高齢になると食が細くなるのはわかるが、それにも増して社会的孤立、老いに対する精神的ストレスなども影響してくるのではないだろうか。
70歳の母が「ひとり暮らし」で変化
父が亡くなったあと、ひとり暮らしを楽しんでいたはずの母。ところが2時間かかる実家をある日、ふいに訪ねてみると、母はひとりでごはんと漬物だけの食事をしていた。そう話してくれたのはエリコさん(46歳)だ。「私も受験生をふたり抱えて、なかなか実家に行けなかったんです。前に行ったとき、なんとなく家全体が薄汚れているのが気になっていた。それで連絡もせずに行ってみたんです。そうしたらキッチンには洗ってないお皿が重ねてあって、母はリビングでテレビを見ながら夕飯を食べていた。
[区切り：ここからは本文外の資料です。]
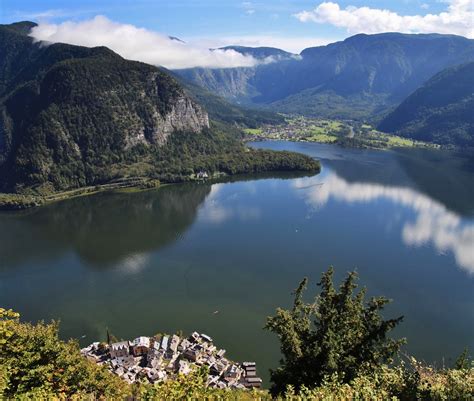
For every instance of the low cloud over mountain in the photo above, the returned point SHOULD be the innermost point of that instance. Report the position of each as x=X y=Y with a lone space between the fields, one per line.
x=139 y=44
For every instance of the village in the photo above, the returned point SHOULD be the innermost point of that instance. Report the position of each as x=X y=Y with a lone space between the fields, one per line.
x=161 y=358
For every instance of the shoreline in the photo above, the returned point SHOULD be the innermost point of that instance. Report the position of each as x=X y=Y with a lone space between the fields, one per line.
x=11 y=202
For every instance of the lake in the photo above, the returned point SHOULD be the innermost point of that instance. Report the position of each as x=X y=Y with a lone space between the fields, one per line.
x=220 y=258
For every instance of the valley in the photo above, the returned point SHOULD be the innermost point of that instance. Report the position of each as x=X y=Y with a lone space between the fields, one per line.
x=346 y=133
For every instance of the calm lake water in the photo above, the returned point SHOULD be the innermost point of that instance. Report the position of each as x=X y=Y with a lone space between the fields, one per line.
x=167 y=260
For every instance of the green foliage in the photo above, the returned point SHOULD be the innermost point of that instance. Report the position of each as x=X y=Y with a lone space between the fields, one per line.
x=338 y=333
x=441 y=111
x=74 y=117
x=34 y=363
x=193 y=386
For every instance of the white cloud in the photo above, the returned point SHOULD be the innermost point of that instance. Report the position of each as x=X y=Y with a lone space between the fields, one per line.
x=433 y=223
x=138 y=44
x=457 y=19
x=248 y=7
x=292 y=45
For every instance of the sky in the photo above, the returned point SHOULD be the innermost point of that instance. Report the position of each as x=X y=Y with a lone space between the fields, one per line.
x=139 y=29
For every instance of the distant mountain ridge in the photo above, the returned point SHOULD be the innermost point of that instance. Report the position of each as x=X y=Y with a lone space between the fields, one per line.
x=73 y=116
x=441 y=111
x=377 y=70
x=261 y=53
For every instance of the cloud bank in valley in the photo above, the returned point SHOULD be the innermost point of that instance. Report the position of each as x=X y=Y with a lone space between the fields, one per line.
x=456 y=19
x=433 y=223
x=139 y=44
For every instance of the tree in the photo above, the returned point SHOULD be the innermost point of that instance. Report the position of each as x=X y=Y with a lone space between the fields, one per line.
x=339 y=333
x=36 y=364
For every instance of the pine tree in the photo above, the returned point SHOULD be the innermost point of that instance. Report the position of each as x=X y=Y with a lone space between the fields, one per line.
x=339 y=333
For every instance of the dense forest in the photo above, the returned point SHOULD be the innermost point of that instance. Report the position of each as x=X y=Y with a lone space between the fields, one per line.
x=335 y=347
x=72 y=117
x=441 y=111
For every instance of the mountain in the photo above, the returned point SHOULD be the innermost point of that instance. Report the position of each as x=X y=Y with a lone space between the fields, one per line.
x=226 y=112
x=261 y=53
x=72 y=116
x=358 y=77
x=441 y=111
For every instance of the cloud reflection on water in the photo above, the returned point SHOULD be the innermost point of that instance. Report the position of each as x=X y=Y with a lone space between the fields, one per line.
x=434 y=223
x=217 y=210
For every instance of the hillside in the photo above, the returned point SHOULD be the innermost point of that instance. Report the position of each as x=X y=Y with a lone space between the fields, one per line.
x=72 y=116
x=440 y=111
x=355 y=78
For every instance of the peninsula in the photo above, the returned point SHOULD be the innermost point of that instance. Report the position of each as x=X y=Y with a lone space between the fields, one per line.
x=163 y=357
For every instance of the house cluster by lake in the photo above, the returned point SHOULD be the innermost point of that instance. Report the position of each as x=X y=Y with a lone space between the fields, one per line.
x=164 y=357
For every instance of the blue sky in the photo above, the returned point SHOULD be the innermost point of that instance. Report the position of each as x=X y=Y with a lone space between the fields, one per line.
x=206 y=18
x=291 y=25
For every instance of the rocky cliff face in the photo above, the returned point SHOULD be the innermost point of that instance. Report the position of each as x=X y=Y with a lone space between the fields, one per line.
x=71 y=110
x=185 y=115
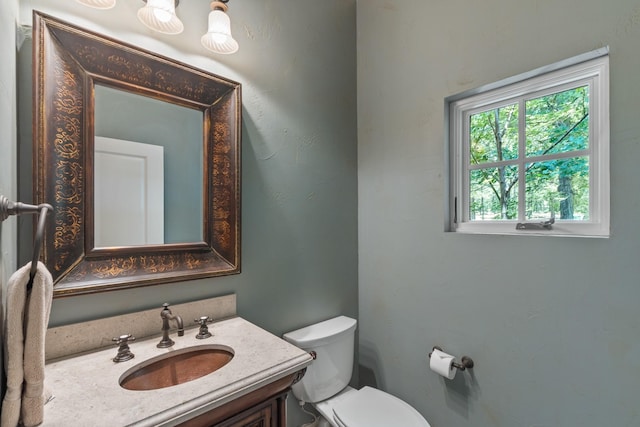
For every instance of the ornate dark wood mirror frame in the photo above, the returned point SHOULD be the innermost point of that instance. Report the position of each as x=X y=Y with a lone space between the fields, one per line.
x=68 y=61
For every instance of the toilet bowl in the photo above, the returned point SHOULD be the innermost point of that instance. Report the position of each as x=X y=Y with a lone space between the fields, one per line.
x=325 y=384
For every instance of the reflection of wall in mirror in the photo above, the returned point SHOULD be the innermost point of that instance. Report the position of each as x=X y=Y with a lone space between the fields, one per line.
x=129 y=193
x=132 y=117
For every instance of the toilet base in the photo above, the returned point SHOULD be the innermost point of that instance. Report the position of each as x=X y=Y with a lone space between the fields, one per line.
x=325 y=408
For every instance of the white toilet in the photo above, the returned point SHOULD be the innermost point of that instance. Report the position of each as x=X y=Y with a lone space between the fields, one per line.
x=325 y=384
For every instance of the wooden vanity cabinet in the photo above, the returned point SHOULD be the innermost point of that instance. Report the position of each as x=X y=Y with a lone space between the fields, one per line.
x=264 y=407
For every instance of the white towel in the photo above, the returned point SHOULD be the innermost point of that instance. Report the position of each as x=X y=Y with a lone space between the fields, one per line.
x=24 y=346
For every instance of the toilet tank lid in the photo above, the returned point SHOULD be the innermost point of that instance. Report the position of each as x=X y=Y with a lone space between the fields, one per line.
x=322 y=332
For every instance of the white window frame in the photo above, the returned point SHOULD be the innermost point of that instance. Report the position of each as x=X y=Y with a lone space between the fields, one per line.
x=590 y=69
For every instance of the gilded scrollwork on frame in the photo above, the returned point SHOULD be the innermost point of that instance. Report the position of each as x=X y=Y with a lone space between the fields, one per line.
x=68 y=61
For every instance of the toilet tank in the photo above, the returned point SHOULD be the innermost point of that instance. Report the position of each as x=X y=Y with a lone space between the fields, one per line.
x=333 y=344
テーブルを見ると、ごはんと漬物くらいしかない。
いつもこうなのかと尋ねると、『今日だけよ』と強気の発言。冷蔵庫も冷凍庫もあまり食材が入っていませんでした」
母はまだ70歳になったばかり。インターネットも使えるのだから、スーパーに行けないならネットで買えばいいと言うと「そうね」と力なくつぶやいた。しばらく話していると、「もう食事の支度をするのが億劫なんだよ」と本音を漏らす。
料理上手な専業主婦として生きていた母
「母は専業主婦で、夫と子どものために何でもするタイプでした。父はネクタイひとつ自分で選んだことがないと思う。私たちが小さいときはおやつは手作り、大人になってからもうちに冷凍食品はなかった。母は餃子の皮から手作りする人だったから」エリコさんは地元の短大を出て就職、28歳で結婚するまで実家で暮らした。その後、3歳違いの妹も結婚して家を離れ、それから両親はふたりで暮らしていた。父が仕事から完全に引退したのは68歳のときで、3年後に亡くなった。今から2年前のことだ。
以来、母は近所の友人とハイキングに出かけたりして楽しそうにしていたから、今もすっかり元気だと思い込んでいたとエリコさんは言う。
「ところがこの半年ほど、電話しても前ほどしゃべらないし、なんだかおかしいなとは思っていたんです。いつの間にか、家にこもりがちになっていたみたい。しかもあんな食事じゃ元気が出るわけもない」
エリコさんは共働きのため家庭と仕事で手一杯だが、夫に事情を話してみた。夫は、早く帰れるときを作るから少しお義母さんを見てあげたほうがいいよと言ってくれた。